The introduction of an ad server is just a piece of the larger puzzle in Lenovo’s strategy, which began about 18 months ago. This is when the business put together a center of excellence within its global media team. The marketers in this center were given the important task of finding a more efficient way to allocate Lenovo’s online advertising budget. These dollars had grown to a significant portion of the company’s overall ad budget. 

“Digital has become such a big component of our media allocation that having people who have that sort of experience was key in order to guide our investments moving forward,” said Corteville. “We felt it was better to have that expertise within the four walls of Lenovo versus being reliant on different partners.”

This points to a larger trend, although it’s happening a bit gradually, where advertisers are taking more control over their investments.
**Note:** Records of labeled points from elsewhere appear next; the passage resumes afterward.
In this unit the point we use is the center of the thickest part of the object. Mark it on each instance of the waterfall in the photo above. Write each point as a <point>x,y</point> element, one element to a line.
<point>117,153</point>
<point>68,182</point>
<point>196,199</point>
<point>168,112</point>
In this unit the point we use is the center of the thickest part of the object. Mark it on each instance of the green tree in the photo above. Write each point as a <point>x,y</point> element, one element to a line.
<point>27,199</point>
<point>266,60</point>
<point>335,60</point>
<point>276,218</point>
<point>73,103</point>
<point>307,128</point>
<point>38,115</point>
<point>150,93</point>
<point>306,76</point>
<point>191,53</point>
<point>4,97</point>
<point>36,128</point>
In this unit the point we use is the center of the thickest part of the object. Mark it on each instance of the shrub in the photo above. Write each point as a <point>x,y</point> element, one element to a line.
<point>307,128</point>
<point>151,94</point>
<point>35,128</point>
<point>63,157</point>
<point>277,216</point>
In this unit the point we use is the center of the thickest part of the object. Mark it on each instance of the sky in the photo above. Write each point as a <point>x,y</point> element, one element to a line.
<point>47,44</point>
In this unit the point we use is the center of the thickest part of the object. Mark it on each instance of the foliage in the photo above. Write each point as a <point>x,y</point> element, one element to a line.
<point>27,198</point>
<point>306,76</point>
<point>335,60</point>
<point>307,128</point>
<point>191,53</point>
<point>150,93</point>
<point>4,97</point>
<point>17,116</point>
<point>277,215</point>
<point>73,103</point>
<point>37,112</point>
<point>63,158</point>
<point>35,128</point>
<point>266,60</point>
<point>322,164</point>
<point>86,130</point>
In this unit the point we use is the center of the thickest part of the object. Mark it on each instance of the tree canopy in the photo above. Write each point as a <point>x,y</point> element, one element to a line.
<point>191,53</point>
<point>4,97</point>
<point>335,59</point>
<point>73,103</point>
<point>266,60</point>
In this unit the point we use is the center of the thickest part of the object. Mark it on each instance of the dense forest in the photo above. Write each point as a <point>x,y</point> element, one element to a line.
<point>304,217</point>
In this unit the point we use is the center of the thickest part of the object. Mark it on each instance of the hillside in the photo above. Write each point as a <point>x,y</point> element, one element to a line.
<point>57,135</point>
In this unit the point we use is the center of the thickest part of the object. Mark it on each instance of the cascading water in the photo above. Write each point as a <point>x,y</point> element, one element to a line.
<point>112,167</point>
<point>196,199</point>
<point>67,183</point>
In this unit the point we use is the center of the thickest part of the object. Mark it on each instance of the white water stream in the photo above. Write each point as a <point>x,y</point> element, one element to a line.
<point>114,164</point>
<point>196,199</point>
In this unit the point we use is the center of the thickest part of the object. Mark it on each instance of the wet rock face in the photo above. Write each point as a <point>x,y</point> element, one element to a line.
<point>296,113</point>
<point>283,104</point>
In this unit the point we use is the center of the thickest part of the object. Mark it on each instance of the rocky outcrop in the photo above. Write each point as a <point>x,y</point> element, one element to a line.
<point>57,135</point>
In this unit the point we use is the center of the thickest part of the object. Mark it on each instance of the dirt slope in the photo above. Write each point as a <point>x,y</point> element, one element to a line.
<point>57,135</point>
“There’s been a really interesting change in the industry over the last couple of years where the level of education has balanced between agencies, tech providers and clients,” Clare Ritchie, svp of global programmatic and in-housing at Omnicom Media Group, said at an event hosted by New Digital Age last month. “There’s been so much investment into knowledge that we’re actually at a point where we’re having really interesting conversations, some of which for us are client-led, sometimes it’s tech-led and at other times it’s a partnership. That’s been a long time coming.”